Not only does this help DNNs converge faster to a good solution, it also helps their ability to genealize to new datasets. For example, you train a model to recognize faces, and now you want to train a new network to recognize hairstyles. You can kickstart the training by reusing the lower layers of the first network. You can also reuse the weights and biases of the lower layer.

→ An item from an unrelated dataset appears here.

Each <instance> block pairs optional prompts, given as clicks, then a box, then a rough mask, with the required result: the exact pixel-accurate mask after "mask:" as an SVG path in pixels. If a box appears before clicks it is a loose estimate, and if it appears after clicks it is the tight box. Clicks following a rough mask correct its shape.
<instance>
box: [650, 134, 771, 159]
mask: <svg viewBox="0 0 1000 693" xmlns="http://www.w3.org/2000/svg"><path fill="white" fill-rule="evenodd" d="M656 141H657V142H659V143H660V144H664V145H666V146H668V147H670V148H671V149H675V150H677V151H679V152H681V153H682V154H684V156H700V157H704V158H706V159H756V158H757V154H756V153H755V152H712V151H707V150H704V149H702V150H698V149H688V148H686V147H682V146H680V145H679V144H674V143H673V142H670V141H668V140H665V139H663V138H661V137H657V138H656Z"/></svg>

In short, start with one or two hidden layers. For more complex problems, ramp up the number of hidden layers until you start overfitting the training set. Very complex tasks require dozens of layers!

## Number of Neurons per Hidden Layer

Obviously the number of neurons in the input and output is determined by what your task requires.For the hidden layers, a common practice is to form a funnel, with fewer and fewer neurons each layer. This practice is not that common now, and you may simply use the same size for all layers: it's just one hyperparameter to tune compared to one for each layer. Just like the number of layers, increase it until you begin to over fit!

A simpler approach is to pick a model with more layers and neurons than needed and use early stopping to prevent it from overfitting or other techniques such as _dropout_.

## Activation Functions

In most cases ReLU is used in the hidden layers. It's a bit faster to comput, and Gradient Descent makes it not get stuck on plateaus.

For the output layer, use softmax when the output is mutually exclusive. Regression can simply use no activation at all.